The Interagency Working Group on Coal and Power Plant communities and economic revitalization mistakenly told Kentuckians in May that federal investments in energy communities totaled more than $900 billion dollars.
Working group executive director Brian Anderson was one of more than a dozen federal and state officials who attended a community forum at Pine Mountain State Resort Park in Pineville, Kentucky.
The forum was designed to help rural communities find the resources they need to create jobs, build infrastructure and support long-term economic prosperity in the region using available federal funding.
To that end, President Joe Biden had signed an executive order establishing Anderon’s working group to revitalize coal communities back in April.
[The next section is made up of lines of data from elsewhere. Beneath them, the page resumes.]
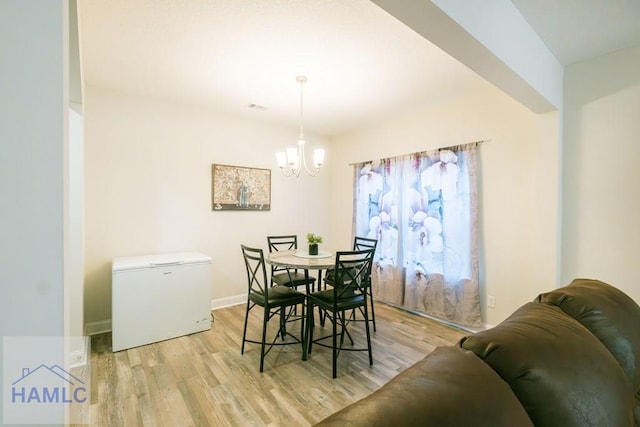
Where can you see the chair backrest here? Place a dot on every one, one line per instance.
(360, 243)
(256, 271)
(282, 243)
(352, 273)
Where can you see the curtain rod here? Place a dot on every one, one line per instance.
(425, 151)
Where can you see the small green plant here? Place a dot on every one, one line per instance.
(313, 239)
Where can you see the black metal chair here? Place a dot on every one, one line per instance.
(281, 275)
(275, 300)
(351, 278)
(360, 243)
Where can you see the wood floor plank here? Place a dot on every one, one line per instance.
(203, 380)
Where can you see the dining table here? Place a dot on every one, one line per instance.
(302, 260)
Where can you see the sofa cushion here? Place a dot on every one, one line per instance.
(449, 387)
(561, 373)
(609, 314)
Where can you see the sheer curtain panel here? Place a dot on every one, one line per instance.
(422, 209)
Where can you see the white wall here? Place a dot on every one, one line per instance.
(601, 192)
(148, 189)
(518, 185)
(33, 136)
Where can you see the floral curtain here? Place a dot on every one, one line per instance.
(422, 209)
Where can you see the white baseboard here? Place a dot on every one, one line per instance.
(102, 326)
(80, 356)
(96, 328)
(228, 301)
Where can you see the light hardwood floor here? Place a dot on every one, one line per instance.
(203, 380)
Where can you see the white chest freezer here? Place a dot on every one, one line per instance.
(157, 297)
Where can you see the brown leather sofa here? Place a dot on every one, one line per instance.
(570, 358)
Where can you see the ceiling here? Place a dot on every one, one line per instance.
(241, 57)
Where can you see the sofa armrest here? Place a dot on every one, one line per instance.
(451, 387)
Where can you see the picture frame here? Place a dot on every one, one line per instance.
(239, 188)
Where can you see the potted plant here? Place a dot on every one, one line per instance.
(313, 240)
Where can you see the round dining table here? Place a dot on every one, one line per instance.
(301, 259)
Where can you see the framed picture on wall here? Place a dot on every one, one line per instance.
(240, 188)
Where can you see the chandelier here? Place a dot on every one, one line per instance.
(292, 161)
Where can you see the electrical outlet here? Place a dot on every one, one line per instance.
(491, 301)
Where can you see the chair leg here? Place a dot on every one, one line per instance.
(366, 324)
(282, 330)
(373, 313)
(303, 330)
(335, 348)
(308, 336)
(244, 332)
(264, 336)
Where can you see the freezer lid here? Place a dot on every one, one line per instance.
(159, 260)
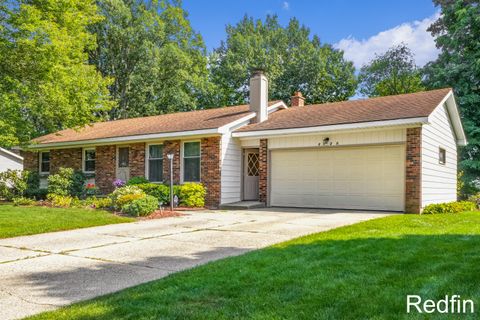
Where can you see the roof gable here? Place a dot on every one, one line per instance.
(414, 105)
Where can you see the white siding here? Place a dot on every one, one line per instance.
(340, 139)
(439, 181)
(9, 162)
(231, 169)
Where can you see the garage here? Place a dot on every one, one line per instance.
(368, 177)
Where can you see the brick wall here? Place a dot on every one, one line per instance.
(168, 148)
(105, 168)
(263, 171)
(137, 160)
(30, 160)
(65, 158)
(210, 170)
(413, 167)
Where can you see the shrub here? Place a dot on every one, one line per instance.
(57, 200)
(77, 187)
(127, 198)
(449, 207)
(67, 182)
(13, 183)
(192, 195)
(141, 207)
(98, 203)
(118, 183)
(475, 199)
(90, 190)
(127, 190)
(137, 180)
(159, 191)
(22, 201)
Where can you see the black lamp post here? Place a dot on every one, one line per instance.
(170, 157)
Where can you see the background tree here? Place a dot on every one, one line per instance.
(393, 72)
(46, 83)
(291, 59)
(157, 61)
(457, 33)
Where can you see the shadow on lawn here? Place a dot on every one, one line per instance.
(327, 279)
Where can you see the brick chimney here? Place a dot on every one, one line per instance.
(259, 95)
(297, 100)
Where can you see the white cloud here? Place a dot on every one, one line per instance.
(413, 34)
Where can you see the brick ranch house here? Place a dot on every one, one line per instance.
(396, 153)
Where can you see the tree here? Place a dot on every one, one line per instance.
(157, 61)
(46, 83)
(457, 33)
(393, 72)
(291, 59)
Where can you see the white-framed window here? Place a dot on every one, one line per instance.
(191, 161)
(442, 156)
(89, 156)
(44, 161)
(155, 162)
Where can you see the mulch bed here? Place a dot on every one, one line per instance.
(162, 214)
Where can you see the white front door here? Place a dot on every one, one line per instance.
(123, 163)
(343, 178)
(250, 175)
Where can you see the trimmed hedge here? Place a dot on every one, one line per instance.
(449, 207)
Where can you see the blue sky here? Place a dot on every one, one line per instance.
(360, 28)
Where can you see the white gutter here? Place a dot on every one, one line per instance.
(349, 126)
(143, 137)
(454, 115)
(16, 156)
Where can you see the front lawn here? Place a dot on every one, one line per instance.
(19, 221)
(356, 272)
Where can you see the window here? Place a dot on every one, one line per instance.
(89, 160)
(155, 163)
(191, 161)
(45, 162)
(442, 156)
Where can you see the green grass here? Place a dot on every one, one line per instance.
(20, 221)
(362, 271)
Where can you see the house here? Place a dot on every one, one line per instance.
(10, 160)
(395, 153)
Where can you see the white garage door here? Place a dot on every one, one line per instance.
(348, 178)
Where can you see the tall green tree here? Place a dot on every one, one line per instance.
(158, 62)
(293, 60)
(46, 83)
(393, 72)
(457, 33)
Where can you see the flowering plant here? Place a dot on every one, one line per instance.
(118, 183)
(91, 189)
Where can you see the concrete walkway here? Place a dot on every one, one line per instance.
(46, 271)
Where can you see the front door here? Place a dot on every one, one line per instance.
(250, 175)
(123, 162)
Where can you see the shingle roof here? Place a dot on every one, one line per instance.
(403, 106)
(166, 123)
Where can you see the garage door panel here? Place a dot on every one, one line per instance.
(351, 178)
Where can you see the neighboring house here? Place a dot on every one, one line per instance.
(390, 153)
(10, 160)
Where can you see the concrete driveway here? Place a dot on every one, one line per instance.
(46, 271)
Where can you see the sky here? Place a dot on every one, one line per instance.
(360, 28)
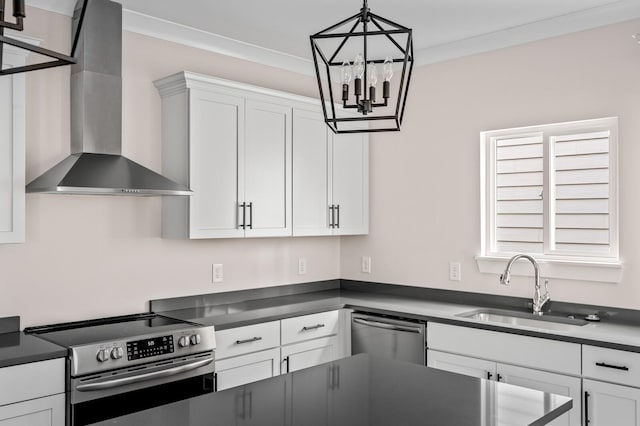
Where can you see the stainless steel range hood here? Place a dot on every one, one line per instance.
(96, 165)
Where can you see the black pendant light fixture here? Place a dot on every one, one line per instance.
(57, 59)
(347, 58)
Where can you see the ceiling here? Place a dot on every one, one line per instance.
(442, 29)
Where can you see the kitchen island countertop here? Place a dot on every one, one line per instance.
(361, 390)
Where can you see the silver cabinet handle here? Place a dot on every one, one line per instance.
(616, 367)
(312, 327)
(253, 339)
(387, 326)
(243, 206)
(332, 216)
(112, 383)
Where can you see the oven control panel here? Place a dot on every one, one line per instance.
(149, 347)
(115, 354)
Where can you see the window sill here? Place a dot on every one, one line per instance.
(609, 272)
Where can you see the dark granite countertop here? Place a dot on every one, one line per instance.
(19, 348)
(361, 391)
(619, 328)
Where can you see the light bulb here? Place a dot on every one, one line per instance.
(373, 75)
(358, 65)
(387, 68)
(346, 72)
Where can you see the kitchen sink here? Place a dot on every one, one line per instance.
(526, 319)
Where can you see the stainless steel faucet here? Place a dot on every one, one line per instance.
(539, 299)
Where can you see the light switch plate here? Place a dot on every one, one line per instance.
(218, 273)
(455, 271)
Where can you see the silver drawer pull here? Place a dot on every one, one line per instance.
(312, 327)
(617, 367)
(253, 339)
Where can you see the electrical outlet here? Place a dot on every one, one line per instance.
(302, 266)
(366, 264)
(455, 271)
(218, 273)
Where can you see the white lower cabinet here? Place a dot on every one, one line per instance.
(526, 377)
(259, 351)
(531, 362)
(307, 354)
(32, 394)
(547, 382)
(47, 411)
(243, 369)
(607, 404)
(610, 386)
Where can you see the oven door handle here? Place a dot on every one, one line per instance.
(112, 383)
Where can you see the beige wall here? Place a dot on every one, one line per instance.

Its goal is to use a place-based approach to target energy communities where coal mines and power plants have closed and bolster them with federal investments from the Bipartisan Infrastructure Law and the Inflation Reduction Act.
Nearly 15 million Americans live in these communities, according to an LPM News analysis. Nearly three-quarters of them make less than the national median household income.
Anderson, who was born and raised in West Virginia, said his own grandfather was displaced by changing economic conditions when the coal mines shifted toward mechanization decades ago.
When he spoke at the Pineville forum in May, Anderson told LPM, officials and attendees that the working group had more than $900 billion in federal funding to share with energy communities across the country.
“ …which right now is just over $900 billion,” Anderson told LPM News. “Yes $900 billion with a B.”
The Interagency Working Group has since revised that number down by $228 billion.
The latest figure on the group’s website totaled $672 billion as of Thursday. When LPM asked about the discrepancy, spokesperson Mark Thompson said the group changed the top line funding after a review of funding opportunities.
Read the full statement below:
The Energy Communities IWG conducts continuous quality assessments of our clearinghouse data as well as receive updates from our agency partners to ensure the clearinghouse is current. The change in the top line funding was the result of these quality assessments and allowed us to gain additional clarity on planned funding opportunities.
With more than 100 funding sources from the American Rescue Plan, Bipartisan Infrastructure Law, Inflation Reduction Act and annual appropriations, we are working to ensure the One Stop Shop is complete with resources and technical assistance to lower the barrier communities and workers face when accessing federal resources.